On l’a dit et répété, dans Y Bush Corrida, la description sonore de la gare de triage est inséparable de l’expérience de celle et ceux qui y travaillent. Ce trait caractéristique impose une dernière comparaison avec le portrait pictural, et une comparaison plus précise. Si les relations entre les figures humaines déterminent la configuration sonore, alors on peut sans doute qualifier Y Bush Corrida de portrait de groupe; et, pour réentendre la composition de Michel Neault, on pourra s’inspirer de l’analyse et de l’interprétation de ce genre proposées par Aloïs Riegl. Rappelons brièvement les traits par lesquels l’historien de l’art caractérisait cette représentation picturale qui s’impose en Hollande entre le XVIe et le XVIIe siècle.
Premier groupe de traits : les individus réels représentés ne sont réunis sur la base ni d’une parenté ni d’une amitié : c’est une fonction qui fonde le groupe, c’est la logique sociale d’une corporation ou d’une compagnie militaire qui rassemble temporairement les différences de leurs vies propres; et elle les rassemble autour d’un but commun et pratique lié à l’intérêt général de la société ou de la patrie, intérêt politique, juridique, économique. Cette logique sociale tout comme cet intérêt se matérialisent notamment dans le costume, les outils ou les instruments, les fragments d’espace représentés (Riegl, 2008 [1902]: 36-37 et 350). Quand, au microphone de Michel Neault ou au fil de leurs communications radio, la répartitrice, les wagonniers et les mécaniciens décrivent le réseau ferroviaire auquel la gare de triage est reliée, qui accueille des wagons remplis de « ballots de papier » en provenance des États-Unis ou du Canada pour les acheminer aux quatre coins du Québec ou au port de Montréal, c’est un tel portrait de groupe qu’elle et ils composent, marquant ainsi, et suivant leur modestie naturelle, leur contribution à la vie économique de leur société — ou à un pays défini comme un État, et un État réduit comme partout ailleurs à une zone économique. Deux différences principales méritent cependant d’être remarquées. D’abord, contrairement au portrait de groupe hollandais, Y Bush Corrida n’est pas une œuvre commandée par les dirigeants de Chemins de fer Québec-Gatineau pour assurer la reconnaissance de leur contribution sociale et économique; la reconnaissance elle-même a ici profondément changé de sens. Il ne s’agit pas d’accorder la valeur symbolique d’une représentation à un groupe menant une vie publique; il s’agit de reconnaître l’existence même d’un groupe par sa représentation, et l’existence d’un groupe qui appartient, peu importe l’âge de ses membres, à la première génération photographique :
La génération qui ne se souciait pas de passer à la postérité par la photographie, mais qui, devant ce genre de cérémonie [le portrait], se retranchait plutôt avec quelque timidité dans son milieu vital […], et qui, justement pour cette raison, est arrivée à faire passer sur la plaque l’expression de ce milieu (Benjamin, 2000 [1931]: 312).

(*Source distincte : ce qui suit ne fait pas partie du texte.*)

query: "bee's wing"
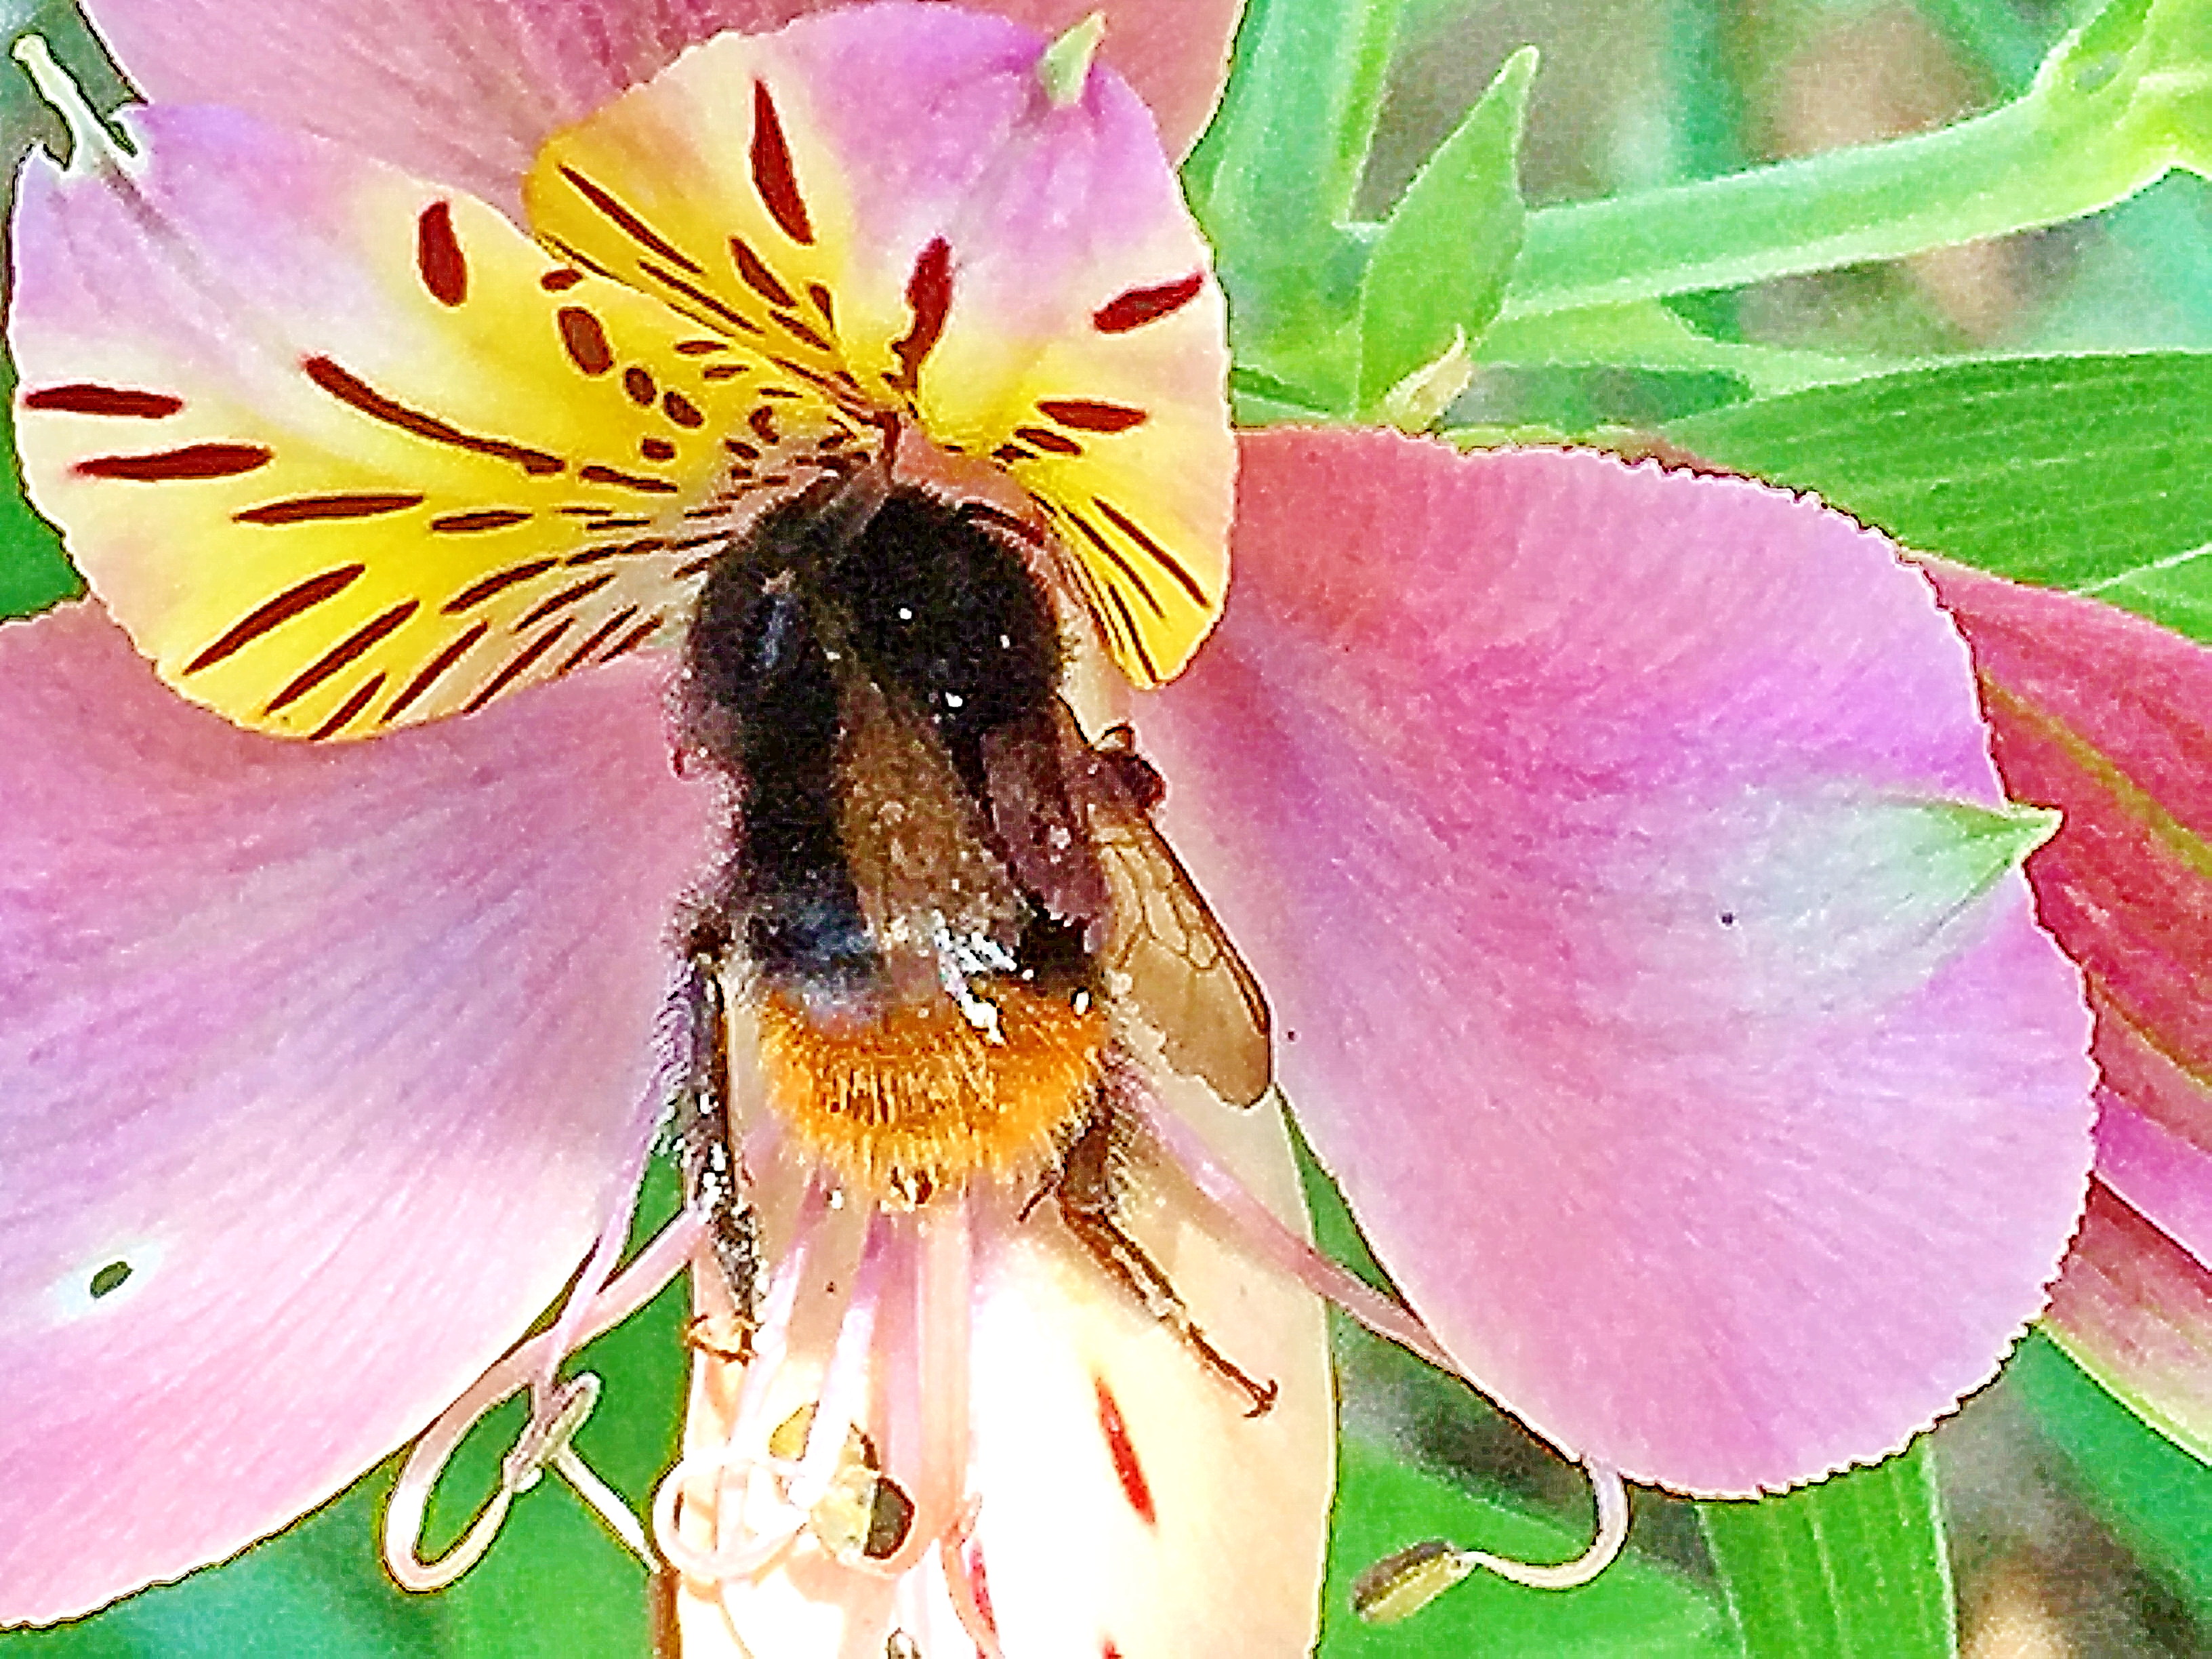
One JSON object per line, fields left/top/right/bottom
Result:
{"left": 1092, "top": 795, "right": 1275, "bottom": 1107}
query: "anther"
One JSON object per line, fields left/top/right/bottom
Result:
{"left": 1351, "top": 1460, "right": 1631, "bottom": 1622}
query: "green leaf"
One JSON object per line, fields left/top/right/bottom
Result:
{"left": 1183, "top": 0, "right": 1405, "bottom": 405}
{"left": 1322, "top": 1437, "right": 1736, "bottom": 1657}
{"left": 1354, "top": 47, "right": 1534, "bottom": 417}
{"left": 2013, "top": 1332, "right": 2212, "bottom": 1624}
{"left": 1501, "top": 0, "right": 2212, "bottom": 321}
{"left": 1696, "top": 1444, "right": 1955, "bottom": 1659}
{"left": 1475, "top": 303, "right": 1891, "bottom": 398}
{"left": 1665, "top": 352, "right": 2212, "bottom": 639}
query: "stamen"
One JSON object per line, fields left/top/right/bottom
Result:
{"left": 1036, "top": 13, "right": 1107, "bottom": 108}
{"left": 1351, "top": 1460, "right": 1631, "bottom": 1620}
{"left": 1127, "top": 1085, "right": 1460, "bottom": 1371}
{"left": 383, "top": 1211, "right": 701, "bottom": 1591}
{"left": 12, "top": 35, "right": 131, "bottom": 174}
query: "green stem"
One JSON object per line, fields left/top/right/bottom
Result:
{"left": 1504, "top": 95, "right": 2178, "bottom": 319}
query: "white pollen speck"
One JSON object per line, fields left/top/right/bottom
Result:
{"left": 999, "top": 633, "right": 1011, "bottom": 649}
{"left": 945, "top": 692, "right": 964, "bottom": 709}
{"left": 897, "top": 606, "right": 914, "bottom": 621}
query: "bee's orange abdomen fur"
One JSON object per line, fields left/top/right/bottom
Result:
{"left": 756, "top": 984, "right": 1107, "bottom": 1197}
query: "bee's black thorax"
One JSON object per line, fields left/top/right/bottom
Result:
{"left": 680, "top": 483, "right": 1073, "bottom": 1005}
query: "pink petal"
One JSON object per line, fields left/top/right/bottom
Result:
{"left": 83, "top": 0, "right": 1235, "bottom": 209}
{"left": 1925, "top": 560, "right": 2212, "bottom": 1261}
{"left": 1139, "top": 431, "right": 2095, "bottom": 1496}
{"left": 2045, "top": 1183, "right": 2212, "bottom": 1461}
{"left": 0, "top": 605, "right": 714, "bottom": 1622}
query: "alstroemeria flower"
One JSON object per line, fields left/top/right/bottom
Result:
{"left": 0, "top": 1, "right": 2097, "bottom": 1653}
{"left": 1926, "top": 563, "right": 2212, "bottom": 1460}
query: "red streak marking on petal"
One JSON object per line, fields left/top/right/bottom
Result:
{"left": 1092, "top": 1377, "right": 1156, "bottom": 1526}
{"left": 264, "top": 599, "right": 418, "bottom": 714}
{"left": 382, "top": 620, "right": 487, "bottom": 722}
{"left": 558, "top": 165, "right": 703, "bottom": 273}
{"left": 77, "top": 443, "right": 272, "bottom": 480}
{"left": 1013, "top": 424, "right": 1082, "bottom": 456}
{"left": 565, "top": 536, "right": 669, "bottom": 566}
{"left": 308, "top": 672, "right": 386, "bottom": 741}
{"left": 304, "top": 356, "right": 565, "bottom": 475}
{"left": 1107, "top": 586, "right": 1160, "bottom": 682}
{"left": 729, "top": 237, "right": 794, "bottom": 307}
{"left": 723, "top": 439, "right": 761, "bottom": 462}
{"left": 443, "top": 556, "right": 560, "bottom": 614}
{"left": 25, "top": 384, "right": 182, "bottom": 418}
{"left": 540, "top": 268, "right": 586, "bottom": 292}
{"left": 579, "top": 463, "right": 679, "bottom": 495}
{"left": 234, "top": 492, "right": 423, "bottom": 525}
{"left": 771, "top": 312, "right": 834, "bottom": 353}
{"left": 430, "top": 508, "right": 532, "bottom": 533}
{"left": 460, "top": 618, "right": 574, "bottom": 714}
{"left": 595, "top": 611, "right": 663, "bottom": 663}
{"left": 807, "top": 283, "right": 835, "bottom": 327}
{"left": 1103, "top": 1645, "right": 1123, "bottom": 1659}
{"left": 704, "top": 359, "right": 745, "bottom": 376}
{"left": 558, "top": 307, "right": 615, "bottom": 375}
{"left": 517, "top": 569, "right": 619, "bottom": 630}
{"left": 1036, "top": 398, "right": 1147, "bottom": 433}
{"left": 1092, "top": 497, "right": 1210, "bottom": 607}
{"left": 638, "top": 260, "right": 766, "bottom": 337}
{"left": 674, "top": 337, "right": 727, "bottom": 355}
{"left": 750, "top": 81, "right": 815, "bottom": 245}
{"left": 556, "top": 605, "right": 640, "bottom": 672}
{"left": 747, "top": 407, "right": 781, "bottom": 447}
{"left": 623, "top": 366, "right": 657, "bottom": 406}
{"left": 186, "top": 565, "right": 366, "bottom": 673}
{"left": 641, "top": 436, "right": 676, "bottom": 462}
{"left": 1064, "top": 511, "right": 1164, "bottom": 617}
{"left": 662, "top": 391, "right": 705, "bottom": 429}
{"left": 889, "top": 238, "right": 952, "bottom": 394}
{"left": 1093, "top": 272, "right": 1204, "bottom": 333}
{"left": 416, "top": 201, "right": 468, "bottom": 306}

Ensuite, l’enveloppement mutuel du studio de radio et de la gare de triage transforme ce portrait de groupe en un diptyque, une sorte de retable profane qui, refermant l’un sur l’autre les volets, veut rassembler dans un espace caché au regard, mais audible pour l’auditoire de la radio d’État, ces deux groupes sociaux — pour une croyance dernière en un pays autre? Il semble que Y Bush Corrida ne puisse pas davantage évacuer l’économie que la géopolitique; mais il semble aussi que son portrait sonore soit la perspective suivant laquelle cette gare de triage apparaît en tant que dimension irréductible à l’espace économique ou à l’espace politique dans lesquels elle est pourtant enclavée. Dégager la notion de pays de sa définition géopolitique ou économique n’est ici un geste méthodologique que pour autant que ce geste gagne une valeur politique. Comme si le pays créé par Y Bush Corrida ne l’était qu’en espérant (encore) atteindre à un « espace autre », à un « contre-emplacement » où les espaces géopolitiques et économiques, la radio d’État comme la gare de triage, ne seraient pas « représentés » sans être « contestés » ou « inversés » (Foucault, 1994 [1984]: 755-756) par la forme que prend sur la « plaque » radiophonique l’entrappartenance des figures humaines au lieu.
Deuxième groupe de traits : s’il s’agit d’un portrait de groupe et non pas d’une peinture d’histoire, c’est que l’action ne sert pas à mettre en relation les individus représentés; l’action est soit voilée, soit suspendue, soit esquissée; dans tous les cas, elle est subordonnée aux états, aux sentiments ou à l’attention (Riegl, 2008 [1902]: 39 et 56-58). C’est donc la relation psychique qui assure l’unification des figures humaines, et qui détermine au moins en partie la relation formelle entre les motifs; un symbole sur lequel on fait porter l’attention des figures humaines traduira cet esprit de groupe (78); tandis que l’espace dans lequel elles se tiennent devient de plus en plus perceptible suivant l’inventivité des peintres, qui recourent à la pénombre ou au clair-obscur (353-354), tonalité matérielle dans laquelle les figures perdent leurs contours, ne sont plus que des masses plus denses que le reste (341), leur relation psychique se répandant comme une onde dans cet espace atmosphérique auquel elles finissent par appartenir (367).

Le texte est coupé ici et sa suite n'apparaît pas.